In conf/default.properties you can change the value designating the time zone:

system.property.das.default-timezone=default

If the time zone is changed on the machine where Datameer is running, Datameer must be restarted to show the new default time zone configuration.

Examples

Time zone

Description

defaultLocal server time

PST

Pacific Standard Time

PST8PDT

This time zone changes to daylight saving time (DST) in the spring. The GMT offset is UTC/GMT -7 hours (PDT) during this time. In the fall it changes back to standard time, the GMT offset is then UTC/GMT -8 hours (PST).

CST

Central Standard Time

America/Los_Angeles

Time zone for Los Angeles (USA), this time zone changes to daylight saving time (DST) in the spring.

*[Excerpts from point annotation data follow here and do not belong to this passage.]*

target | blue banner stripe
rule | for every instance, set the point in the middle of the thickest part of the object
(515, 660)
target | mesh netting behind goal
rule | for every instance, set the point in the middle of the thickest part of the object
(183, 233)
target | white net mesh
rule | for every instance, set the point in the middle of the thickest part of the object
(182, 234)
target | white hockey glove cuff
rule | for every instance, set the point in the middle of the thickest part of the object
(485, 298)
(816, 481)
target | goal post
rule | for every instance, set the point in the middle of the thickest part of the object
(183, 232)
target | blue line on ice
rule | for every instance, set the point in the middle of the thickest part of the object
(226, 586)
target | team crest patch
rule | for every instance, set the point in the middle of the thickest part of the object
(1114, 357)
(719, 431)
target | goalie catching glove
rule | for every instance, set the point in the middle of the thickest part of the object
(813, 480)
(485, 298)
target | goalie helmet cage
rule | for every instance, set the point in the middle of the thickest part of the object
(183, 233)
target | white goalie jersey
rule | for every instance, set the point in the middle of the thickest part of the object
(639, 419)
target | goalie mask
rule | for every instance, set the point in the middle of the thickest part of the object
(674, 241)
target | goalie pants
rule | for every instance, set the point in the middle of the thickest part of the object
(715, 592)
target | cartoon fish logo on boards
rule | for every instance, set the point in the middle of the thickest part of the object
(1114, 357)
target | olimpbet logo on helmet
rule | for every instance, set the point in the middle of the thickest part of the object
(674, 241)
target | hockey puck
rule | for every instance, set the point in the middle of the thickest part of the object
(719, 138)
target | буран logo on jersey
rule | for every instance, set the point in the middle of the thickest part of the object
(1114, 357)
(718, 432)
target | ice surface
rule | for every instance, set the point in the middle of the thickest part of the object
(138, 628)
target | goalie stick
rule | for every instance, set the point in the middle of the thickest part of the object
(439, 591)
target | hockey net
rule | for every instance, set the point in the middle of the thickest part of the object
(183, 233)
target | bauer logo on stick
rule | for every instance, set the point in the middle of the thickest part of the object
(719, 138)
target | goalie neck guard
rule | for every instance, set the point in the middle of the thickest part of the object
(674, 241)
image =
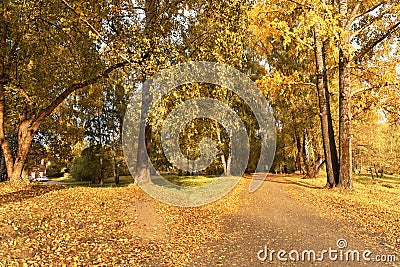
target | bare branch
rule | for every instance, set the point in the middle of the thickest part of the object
(368, 10)
(380, 39)
(355, 92)
(74, 87)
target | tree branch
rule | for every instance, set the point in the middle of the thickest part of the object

The GMT offset is UTC/GMT -7 hours during this time. In the fall it changes back to standard time, the GMT offset is then UTC/GMT -8 hours.

EST5EDT

This time zone changes to daylight saving time (DST) in the spring. The GMT offset is UTC/GMT -4 hours (EDT) during this time. In the fall it changes back to standard time, the GMT offset is then UTC/GMT -5 hours (EST).